Counsel for plaintiffs in error insist that the selection by the committee of the land mentioned as a site for the asylum was in itself an exercise by the state of its inherent power to appropriate private property for a public purpose, and in such cases payment in advance is not indispensable. The facts before us da not present a case where the state is attempting to take land in invitum. The right of this legislative committee to buy from the landowners, and to obtain title for the state in such manner, is the question at issue. It must be remembered that the state itself in this action complains of a usurpation of power assumed by the committee to purchase land — not of any attempted authority to take land against the will of the owner, for it has done nothing in that direction. In City of Enterprise v. Smith, immediately preceding (62 Pac. 324), it was held that an act of the legislature authorizing cities to purchase water-works conferred no power on the municipality to acquire the *831same by condemnation, and the well-settled rule of strict construction .of such statutes was followed. Having determined that this legislative committee did not possess the power to purchase, its agreement to buy the lands which it had selected cannot be made effectual by defining such acts as an exercise of the right of eminent domain. Its assumed authority is not validated by giving another name to the method by which it sought to obtain title for the state.

It was within the power of the lawmakers themselves to designate a place where the institution should be built, but they chose to delegate this authority to a committee of their members, making the selection by the latter conclusive. Having chosen a site, the power of the committee was exhausted, and the duty then devolved upon the plaintiffs in error, or upon the state board of public works, under the statutes above cited, to institute condemnation proceedings, as in other cases, to determine the value of the property taken, to the end that title to the same be vested in the state.

The power of a county attorney to institute this action in the court below is denied by plaintiffs in error.
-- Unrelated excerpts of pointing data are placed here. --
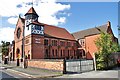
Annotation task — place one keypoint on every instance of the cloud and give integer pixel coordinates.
(6, 34)
(46, 9)
(13, 20)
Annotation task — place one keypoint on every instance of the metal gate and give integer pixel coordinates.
(79, 65)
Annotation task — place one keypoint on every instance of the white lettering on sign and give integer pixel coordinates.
(37, 40)
(37, 32)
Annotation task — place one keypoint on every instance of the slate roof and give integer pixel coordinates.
(91, 31)
(54, 31)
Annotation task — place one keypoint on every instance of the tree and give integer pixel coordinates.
(106, 46)
(5, 48)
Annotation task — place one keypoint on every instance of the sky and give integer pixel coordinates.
(73, 15)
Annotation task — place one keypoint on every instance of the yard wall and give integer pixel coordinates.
(49, 64)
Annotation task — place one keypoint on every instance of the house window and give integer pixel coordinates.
(62, 43)
(46, 42)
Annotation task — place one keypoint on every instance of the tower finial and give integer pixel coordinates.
(32, 3)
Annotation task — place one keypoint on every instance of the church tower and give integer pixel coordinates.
(34, 35)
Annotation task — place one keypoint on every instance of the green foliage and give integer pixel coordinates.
(106, 46)
(5, 48)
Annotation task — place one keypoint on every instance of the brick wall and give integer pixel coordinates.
(49, 64)
(91, 46)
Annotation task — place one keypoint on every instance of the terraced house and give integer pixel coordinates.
(86, 39)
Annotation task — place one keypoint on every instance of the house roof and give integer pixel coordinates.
(54, 31)
(31, 11)
(91, 31)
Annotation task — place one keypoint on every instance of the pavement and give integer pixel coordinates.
(31, 72)
(42, 73)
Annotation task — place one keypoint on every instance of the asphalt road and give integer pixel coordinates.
(11, 75)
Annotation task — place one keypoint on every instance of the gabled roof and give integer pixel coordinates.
(31, 11)
(91, 31)
(54, 31)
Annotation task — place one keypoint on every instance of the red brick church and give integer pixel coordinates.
(42, 41)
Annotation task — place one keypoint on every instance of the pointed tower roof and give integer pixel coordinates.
(31, 11)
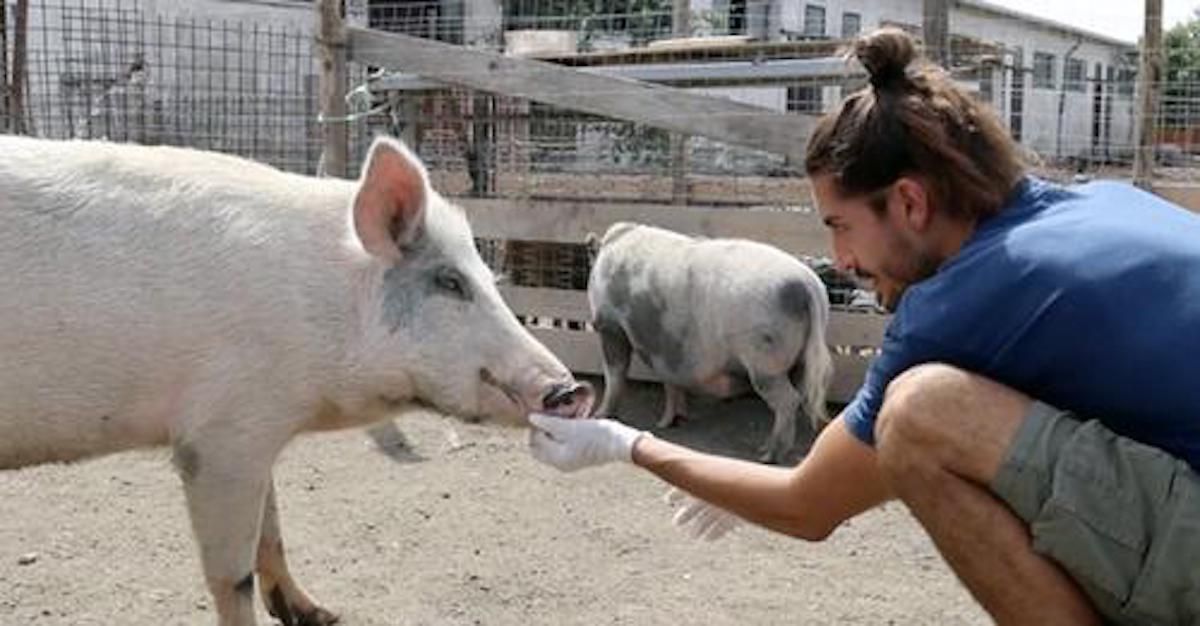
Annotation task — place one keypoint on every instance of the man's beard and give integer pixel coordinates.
(916, 268)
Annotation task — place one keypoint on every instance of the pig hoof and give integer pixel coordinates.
(292, 615)
(318, 617)
(769, 458)
(676, 420)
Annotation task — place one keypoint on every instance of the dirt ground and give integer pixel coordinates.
(429, 521)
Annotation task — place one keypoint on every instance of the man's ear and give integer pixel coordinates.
(913, 200)
(389, 206)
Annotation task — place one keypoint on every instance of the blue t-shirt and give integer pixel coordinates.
(1084, 298)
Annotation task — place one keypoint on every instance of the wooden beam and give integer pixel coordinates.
(672, 109)
(569, 222)
(1150, 77)
(1186, 196)
(331, 55)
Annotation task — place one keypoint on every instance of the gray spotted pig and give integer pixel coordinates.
(718, 317)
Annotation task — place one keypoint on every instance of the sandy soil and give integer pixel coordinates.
(429, 521)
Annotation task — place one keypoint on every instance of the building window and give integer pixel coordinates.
(1073, 74)
(1126, 79)
(814, 20)
(1043, 71)
(851, 25)
(805, 98)
(737, 17)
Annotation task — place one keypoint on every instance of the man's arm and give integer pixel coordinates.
(838, 480)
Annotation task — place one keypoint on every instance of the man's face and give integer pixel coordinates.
(888, 251)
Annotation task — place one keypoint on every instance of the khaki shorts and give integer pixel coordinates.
(1122, 518)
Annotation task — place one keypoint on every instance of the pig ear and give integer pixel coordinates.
(389, 206)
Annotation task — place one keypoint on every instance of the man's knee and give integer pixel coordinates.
(916, 401)
(936, 415)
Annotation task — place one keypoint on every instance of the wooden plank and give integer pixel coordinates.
(569, 222)
(717, 118)
(331, 59)
(857, 330)
(1186, 196)
(580, 351)
(555, 304)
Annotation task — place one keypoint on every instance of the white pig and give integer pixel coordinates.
(163, 296)
(713, 315)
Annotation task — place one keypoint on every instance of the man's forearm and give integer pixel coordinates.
(838, 480)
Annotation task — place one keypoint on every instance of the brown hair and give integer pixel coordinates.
(913, 120)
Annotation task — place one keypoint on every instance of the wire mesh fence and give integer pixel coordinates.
(240, 78)
(114, 70)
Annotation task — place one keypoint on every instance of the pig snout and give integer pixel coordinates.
(567, 398)
(570, 398)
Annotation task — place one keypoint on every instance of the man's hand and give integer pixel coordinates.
(575, 444)
(700, 518)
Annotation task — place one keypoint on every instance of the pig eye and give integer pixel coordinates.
(451, 282)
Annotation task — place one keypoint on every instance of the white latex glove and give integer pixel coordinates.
(699, 518)
(574, 444)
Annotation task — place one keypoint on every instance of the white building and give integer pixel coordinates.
(1065, 92)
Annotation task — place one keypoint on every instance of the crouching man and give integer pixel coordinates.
(1035, 405)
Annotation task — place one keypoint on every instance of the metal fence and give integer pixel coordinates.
(203, 73)
(113, 70)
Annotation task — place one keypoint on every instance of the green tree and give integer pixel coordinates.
(1181, 89)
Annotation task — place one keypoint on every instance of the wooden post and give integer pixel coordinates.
(1150, 77)
(19, 67)
(331, 50)
(936, 31)
(681, 26)
(4, 67)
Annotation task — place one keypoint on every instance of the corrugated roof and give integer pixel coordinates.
(991, 7)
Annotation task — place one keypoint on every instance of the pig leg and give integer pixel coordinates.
(785, 401)
(675, 407)
(283, 599)
(618, 354)
(226, 468)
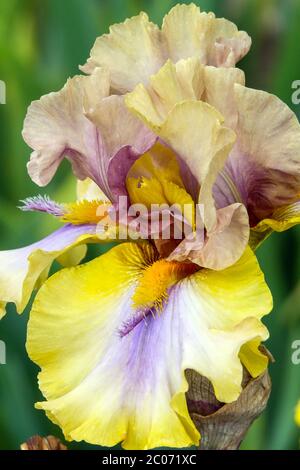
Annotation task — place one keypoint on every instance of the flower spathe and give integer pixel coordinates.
(297, 414)
(162, 117)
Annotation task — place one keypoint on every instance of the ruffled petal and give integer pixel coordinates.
(132, 51)
(192, 33)
(223, 246)
(124, 138)
(297, 414)
(263, 170)
(194, 130)
(55, 126)
(21, 269)
(136, 49)
(109, 375)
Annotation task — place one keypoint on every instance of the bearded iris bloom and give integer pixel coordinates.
(162, 117)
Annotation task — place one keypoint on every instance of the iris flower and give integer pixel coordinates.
(162, 117)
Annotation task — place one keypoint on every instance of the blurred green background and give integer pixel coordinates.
(41, 44)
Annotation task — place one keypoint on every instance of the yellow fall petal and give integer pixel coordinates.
(297, 414)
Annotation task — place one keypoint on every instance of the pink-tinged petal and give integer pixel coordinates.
(21, 269)
(263, 170)
(58, 126)
(136, 49)
(109, 375)
(221, 247)
(55, 127)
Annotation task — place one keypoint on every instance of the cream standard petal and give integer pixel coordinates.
(132, 51)
(21, 269)
(58, 126)
(109, 375)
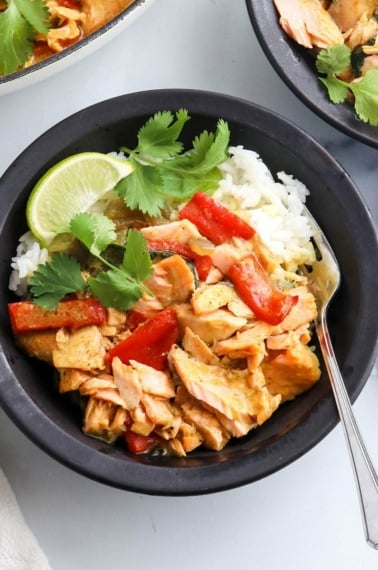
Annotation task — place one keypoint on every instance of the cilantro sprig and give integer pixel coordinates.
(19, 24)
(164, 170)
(334, 60)
(115, 286)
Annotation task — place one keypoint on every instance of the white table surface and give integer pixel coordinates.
(306, 516)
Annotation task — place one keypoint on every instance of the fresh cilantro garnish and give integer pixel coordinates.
(335, 60)
(115, 286)
(19, 23)
(162, 169)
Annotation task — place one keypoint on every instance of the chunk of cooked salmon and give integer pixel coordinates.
(181, 231)
(38, 344)
(207, 298)
(126, 379)
(308, 23)
(152, 381)
(246, 343)
(172, 281)
(195, 346)
(211, 384)
(70, 379)
(211, 327)
(104, 420)
(302, 313)
(292, 371)
(346, 13)
(214, 436)
(83, 349)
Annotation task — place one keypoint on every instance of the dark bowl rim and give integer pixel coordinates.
(72, 49)
(295, 67)
(188, 480)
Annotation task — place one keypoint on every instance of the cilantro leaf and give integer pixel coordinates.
(19, 23)
(141, 189)
(136, 260)
(158, 137)
(162, 169)
(337, 92)
(35, 12)
(365, 92)
(113, 290)
(95, 231)
(333, 61)
(53, 280)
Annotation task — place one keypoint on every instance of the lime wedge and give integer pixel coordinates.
(73, 185)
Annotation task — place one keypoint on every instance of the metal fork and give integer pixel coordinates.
(324, 279)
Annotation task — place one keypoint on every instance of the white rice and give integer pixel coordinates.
(29, 255)
(273, 208)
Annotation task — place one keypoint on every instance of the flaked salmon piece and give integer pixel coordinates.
(302, 313)
(148, 305)
(291, 372)
(158, 410)
(195, 346)
(207, 298)
(214, 435)
(228, 253)
(211, 327)
(104, 420)
(246, 343)
(189, 437)
(152, 381)
(213, 385)
(83, 349)
(141, 423)
(308, 23)
(181, 231)
(70, 379)
(346, 13)
(171, 430)
(362, 33)
(38, 344)
(172, 281)
(126, 379)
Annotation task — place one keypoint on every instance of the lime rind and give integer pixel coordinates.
(73, 185)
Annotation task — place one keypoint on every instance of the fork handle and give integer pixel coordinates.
(364, 473)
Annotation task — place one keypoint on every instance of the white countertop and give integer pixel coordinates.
(306, 516)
The statute defining the duties of that officer is quite comprehensive. (Gen. Stat. 1899, §1714; Gen. Stat. 1897, ch. 89, § 2.) It is his duty to prosecute or defend, on behalf of the state, all suits, applications, or motions, civil or criminal, arising under the laws of the state, in which the state or his county is a party or interested. In this case jurisdiction was obtained over the persons constituting the board of trustees of the asylums for the insane in Olay county, and the cause then being triable in that forum, the county attorney was authorized to prosecute it.

Plaintiffs in error have attached to their petition in *832error in this court a transcript of the record, certified by the clerk to be such. A motion has been made to dismiss the proceedings here, for the reason that such transcript is not a transcript of the complete record which the court is authorized to have made, as provided by section 4679 of the General Statutes of 1899 (Gen. Stat. 1897, ch. 95, §413). It is not necessary, for the purpose of review in this case, that the record be prepared in the trial court by its order, or signed by the presiding judge.

The judgment of the court below will be affirmed.